Monday, January 16, 2006

Falling Ice

Reason #1 why I love NYC: Central Park. Central Park is 843 acres (6% of Manhattan’s total acreage), and it runs 2.5 miles north to south and .5 miles west to east. And it is blissfully peaceful. If you have ever lived or visited here, you know that Manhattan is busy, crowded, and loud. The Park is a little piece of heaven for me.

I took these today as I wandered through the south end:







And, yes, that is snow on the ground. This weekend the temperature plunged 30 degrees overnight as a storm passed through. (By the way, what’s up with sleet? My understanding is that it is frozen rain – isn’t that hail? Is there a difference? In my book, ice falling from the sky is ice falling from the sky.)

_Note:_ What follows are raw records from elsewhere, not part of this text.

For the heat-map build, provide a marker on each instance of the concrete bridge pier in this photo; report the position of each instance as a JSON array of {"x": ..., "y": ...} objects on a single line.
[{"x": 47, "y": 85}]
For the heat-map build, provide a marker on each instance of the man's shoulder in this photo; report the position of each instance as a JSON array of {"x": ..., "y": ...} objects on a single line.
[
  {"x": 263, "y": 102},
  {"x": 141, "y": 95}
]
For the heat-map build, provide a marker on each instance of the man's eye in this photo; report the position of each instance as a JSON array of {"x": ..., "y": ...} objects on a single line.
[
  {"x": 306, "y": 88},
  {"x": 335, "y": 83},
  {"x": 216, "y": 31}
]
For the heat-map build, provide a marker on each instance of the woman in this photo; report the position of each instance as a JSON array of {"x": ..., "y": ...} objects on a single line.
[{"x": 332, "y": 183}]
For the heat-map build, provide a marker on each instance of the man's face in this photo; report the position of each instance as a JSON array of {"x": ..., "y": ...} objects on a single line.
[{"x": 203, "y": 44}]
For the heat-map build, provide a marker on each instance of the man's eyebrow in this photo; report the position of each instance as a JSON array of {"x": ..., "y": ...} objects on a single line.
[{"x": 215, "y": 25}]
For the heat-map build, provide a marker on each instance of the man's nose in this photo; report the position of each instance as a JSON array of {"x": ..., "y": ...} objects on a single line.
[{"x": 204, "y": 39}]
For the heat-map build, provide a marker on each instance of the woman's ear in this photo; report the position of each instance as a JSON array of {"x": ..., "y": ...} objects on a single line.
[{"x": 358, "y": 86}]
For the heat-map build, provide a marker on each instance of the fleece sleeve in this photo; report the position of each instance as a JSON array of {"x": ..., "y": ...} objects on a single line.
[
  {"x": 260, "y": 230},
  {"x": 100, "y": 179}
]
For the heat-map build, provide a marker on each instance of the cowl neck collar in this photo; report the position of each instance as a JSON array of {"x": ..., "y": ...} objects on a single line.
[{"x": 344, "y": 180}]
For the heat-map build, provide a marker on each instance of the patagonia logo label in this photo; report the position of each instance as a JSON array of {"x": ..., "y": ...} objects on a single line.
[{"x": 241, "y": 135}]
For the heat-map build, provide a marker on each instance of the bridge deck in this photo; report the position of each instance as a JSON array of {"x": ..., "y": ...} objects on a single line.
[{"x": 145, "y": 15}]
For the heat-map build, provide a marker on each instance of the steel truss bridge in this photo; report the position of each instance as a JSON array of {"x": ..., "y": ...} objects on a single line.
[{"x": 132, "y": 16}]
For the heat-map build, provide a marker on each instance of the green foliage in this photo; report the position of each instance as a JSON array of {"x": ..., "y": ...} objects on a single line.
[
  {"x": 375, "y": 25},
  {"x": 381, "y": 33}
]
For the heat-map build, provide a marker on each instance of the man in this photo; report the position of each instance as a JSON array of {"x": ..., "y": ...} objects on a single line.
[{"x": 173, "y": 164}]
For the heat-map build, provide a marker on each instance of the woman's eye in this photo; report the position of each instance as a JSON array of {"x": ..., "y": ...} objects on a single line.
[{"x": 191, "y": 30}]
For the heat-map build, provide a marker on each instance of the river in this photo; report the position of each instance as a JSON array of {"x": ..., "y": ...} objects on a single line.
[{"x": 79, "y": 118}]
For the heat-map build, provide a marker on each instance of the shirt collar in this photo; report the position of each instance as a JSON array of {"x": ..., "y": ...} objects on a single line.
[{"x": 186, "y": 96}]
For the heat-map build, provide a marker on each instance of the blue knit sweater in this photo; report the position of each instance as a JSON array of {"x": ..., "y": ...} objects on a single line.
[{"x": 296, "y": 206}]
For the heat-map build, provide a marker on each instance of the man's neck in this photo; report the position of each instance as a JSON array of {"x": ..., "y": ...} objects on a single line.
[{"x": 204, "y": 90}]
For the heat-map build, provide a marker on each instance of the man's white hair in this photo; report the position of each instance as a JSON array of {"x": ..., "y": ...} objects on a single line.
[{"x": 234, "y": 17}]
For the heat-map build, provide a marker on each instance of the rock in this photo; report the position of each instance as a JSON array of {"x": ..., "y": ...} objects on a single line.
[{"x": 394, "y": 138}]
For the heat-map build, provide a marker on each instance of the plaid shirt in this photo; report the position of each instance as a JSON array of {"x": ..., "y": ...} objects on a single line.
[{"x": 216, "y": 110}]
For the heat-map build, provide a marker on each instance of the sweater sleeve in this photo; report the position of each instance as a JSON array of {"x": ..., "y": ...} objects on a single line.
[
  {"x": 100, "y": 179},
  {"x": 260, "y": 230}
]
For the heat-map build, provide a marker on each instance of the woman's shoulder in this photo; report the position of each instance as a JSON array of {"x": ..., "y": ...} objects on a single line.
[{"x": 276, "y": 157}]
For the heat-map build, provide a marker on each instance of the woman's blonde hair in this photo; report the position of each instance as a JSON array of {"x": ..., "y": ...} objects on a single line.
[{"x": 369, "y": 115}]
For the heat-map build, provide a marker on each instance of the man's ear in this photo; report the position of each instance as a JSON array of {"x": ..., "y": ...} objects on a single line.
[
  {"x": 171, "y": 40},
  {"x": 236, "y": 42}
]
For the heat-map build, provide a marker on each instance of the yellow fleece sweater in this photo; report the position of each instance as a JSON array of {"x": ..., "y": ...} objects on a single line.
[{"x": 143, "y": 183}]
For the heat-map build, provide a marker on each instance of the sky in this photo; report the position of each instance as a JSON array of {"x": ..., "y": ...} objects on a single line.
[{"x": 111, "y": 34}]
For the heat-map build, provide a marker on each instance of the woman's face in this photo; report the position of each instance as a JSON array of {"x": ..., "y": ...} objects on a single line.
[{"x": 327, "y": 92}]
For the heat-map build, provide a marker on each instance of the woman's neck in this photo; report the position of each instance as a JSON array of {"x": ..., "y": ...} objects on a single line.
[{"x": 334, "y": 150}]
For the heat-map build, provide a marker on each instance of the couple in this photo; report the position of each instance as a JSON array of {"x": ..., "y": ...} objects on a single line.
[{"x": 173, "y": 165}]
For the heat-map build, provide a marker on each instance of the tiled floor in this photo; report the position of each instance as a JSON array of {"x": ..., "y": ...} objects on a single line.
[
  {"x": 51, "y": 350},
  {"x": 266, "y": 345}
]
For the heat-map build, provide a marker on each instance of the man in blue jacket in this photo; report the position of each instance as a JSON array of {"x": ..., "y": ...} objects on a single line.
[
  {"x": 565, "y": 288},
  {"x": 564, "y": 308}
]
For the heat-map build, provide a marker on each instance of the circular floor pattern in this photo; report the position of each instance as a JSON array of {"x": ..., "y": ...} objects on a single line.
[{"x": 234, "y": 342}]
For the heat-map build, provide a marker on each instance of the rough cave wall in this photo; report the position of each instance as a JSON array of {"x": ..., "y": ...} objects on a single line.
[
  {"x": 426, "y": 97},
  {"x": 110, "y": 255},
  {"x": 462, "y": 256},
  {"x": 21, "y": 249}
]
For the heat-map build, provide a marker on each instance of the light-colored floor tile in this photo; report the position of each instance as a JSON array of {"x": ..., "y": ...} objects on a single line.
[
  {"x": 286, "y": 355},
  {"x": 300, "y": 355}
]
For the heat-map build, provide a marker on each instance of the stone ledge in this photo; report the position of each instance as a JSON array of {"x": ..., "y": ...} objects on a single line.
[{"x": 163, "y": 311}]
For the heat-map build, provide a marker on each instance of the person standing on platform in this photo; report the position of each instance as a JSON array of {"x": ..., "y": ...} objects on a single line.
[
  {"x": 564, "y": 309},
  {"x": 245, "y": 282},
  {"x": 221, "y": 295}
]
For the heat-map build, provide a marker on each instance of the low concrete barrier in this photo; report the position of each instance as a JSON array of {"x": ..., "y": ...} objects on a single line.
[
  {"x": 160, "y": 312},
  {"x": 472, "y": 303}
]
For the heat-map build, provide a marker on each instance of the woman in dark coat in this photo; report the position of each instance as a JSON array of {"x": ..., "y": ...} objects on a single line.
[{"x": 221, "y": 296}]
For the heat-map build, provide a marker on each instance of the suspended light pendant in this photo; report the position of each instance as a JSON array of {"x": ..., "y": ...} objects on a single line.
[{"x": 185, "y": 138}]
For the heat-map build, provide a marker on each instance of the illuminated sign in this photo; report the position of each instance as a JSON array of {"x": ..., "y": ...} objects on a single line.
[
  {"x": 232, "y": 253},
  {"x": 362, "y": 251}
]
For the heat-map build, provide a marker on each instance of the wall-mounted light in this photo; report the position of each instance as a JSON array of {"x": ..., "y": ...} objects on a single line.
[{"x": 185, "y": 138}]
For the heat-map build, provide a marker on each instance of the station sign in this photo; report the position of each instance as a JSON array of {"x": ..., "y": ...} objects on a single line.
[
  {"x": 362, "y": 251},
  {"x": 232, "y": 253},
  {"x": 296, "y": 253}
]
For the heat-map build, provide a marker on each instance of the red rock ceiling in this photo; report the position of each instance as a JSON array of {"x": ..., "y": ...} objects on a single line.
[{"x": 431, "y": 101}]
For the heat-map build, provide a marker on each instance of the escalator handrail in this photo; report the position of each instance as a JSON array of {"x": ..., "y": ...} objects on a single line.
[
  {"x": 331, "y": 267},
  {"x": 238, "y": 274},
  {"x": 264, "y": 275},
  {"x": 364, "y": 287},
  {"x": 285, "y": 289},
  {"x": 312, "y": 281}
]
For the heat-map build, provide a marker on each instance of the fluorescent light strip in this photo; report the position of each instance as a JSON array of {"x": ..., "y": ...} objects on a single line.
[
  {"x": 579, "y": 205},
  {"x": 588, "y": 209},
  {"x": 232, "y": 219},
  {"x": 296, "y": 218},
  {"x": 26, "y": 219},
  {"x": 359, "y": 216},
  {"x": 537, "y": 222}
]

For all of you enjoying the 70-degree weather in California, you’ll love this: on Sunday, I decided to go to the Cooper-Hewitt Museum (http://ndm.si.edu/) to see the Fashion in Colors exhibit. I got all bundled up and was no more than 10 steps outside of my building when the bitterly cold wind almost knocked me down. So what did I do? Brave the elements for a little culture? Hell no. I turned around and went right back inside. Culture just might have to wait until the springtime.

1 Comments:

Blogger Joe said...

I think sleet are those painful shards of ice that melt quickly after embedding themselves in your skin while hail are more rock like projectiles that knock you unconcious. But that's just a guess.

Great pictures. I used to eat lunch by that pond a few years back when I worked on 54th and 6th. Great place to get away from the noise.